From a tool perspective, the vulnerability scanner is tossing every vulnerability at every IP address they are given. Firewalls, load balancers, switches and routers are tested for Windows and Linux vulnerabilities. False positive results can be rampant but most scanners weed out the obvious false positive results based on OS and device signatures. But even if a few false positives remain, as long as they have a CVSS score of less than 4.0, no one cares. And the scanner is configured to run as quickly as possible because it needs to be available for the next customer so that the ASV does not have to have an individual scanner for every customer.
All of this is driven by customers’ desire to minimize cost as much as possible. Thus, in order to stay in business, the ASV scanning service providers have done an admirable job of driving down cost. But at what other costs?
While I think we can all agree that the current approach is flawed, the Council would point to the fact that the quarterly ASV scanning requirement is only a minimum and that organizations should be doing their own external vulnerability scanning more often than quarterly. And that is what is missed by a lot of organizations is that they need to do more than what the PCI DSS requires to be secure. And no matter how loud that message is repeated, it seems to get missed over and over again.

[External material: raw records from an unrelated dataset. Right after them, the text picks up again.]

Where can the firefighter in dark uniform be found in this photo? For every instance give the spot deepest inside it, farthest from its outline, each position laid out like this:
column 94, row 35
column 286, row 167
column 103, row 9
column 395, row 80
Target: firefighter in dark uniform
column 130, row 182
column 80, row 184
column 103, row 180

However, a lot of organizations do not do anything more than the PCI DSS requires. We have this “bare minimum” mentality because, if it is not mandated in the standard, then we must be secure if we do only what is required. This results in the false sense of security that organizations have when they only do what the PCI DSS or any other security framework for that matter mandates.
In addition, I cannot tell you how many organizations totally write off vulnerabilities that have a CVSS of less than 4.0 as “trivial” representing no threat. There is this mistaken belief that, because the CVSS score does not warrant immediate patching, it is not a threat. However, when you have them in relative abundance and of certain types, those “trivial” vulnerabilities can be put together in a particular sequence and used to compromise a network. To the shock and horror of a lot of organizations, their security is breached in moments during their penetration test using those “trivial” vulnerabilities.
Then we have the limitations of the tools themselves. Their vulnerabilities are constructed for the general audience, not a specific network. As a result, depending on security measures and configurations, a particular vulnerability for say HTTP or FTP might not register due to a load balancer or other devices in the communication path. Yet with a minor tweak, the same vulnerability could actually work. And that was another point of doing that second scan inside the DMZ back in the “old” days. Taking the two scans allowed you to correlate that while HTTP or FTP was open; it was vulnerable because that vulnerability was shown on the internal DMZ scan. As a result, you could take additional steps to ensure that the vulnerability could not be exploited from the Internet.
The bottom line in all of this is that ASV scans have become a pointless piece of the compliance assessment process. It has not been because the ASVs are bad, it is that the process they are forced to follow is not doing what it once did at the beginning. It does not help that merchants and service providers treat ASV scans as a “check the box” activity and that because they do something quarterly they are secure.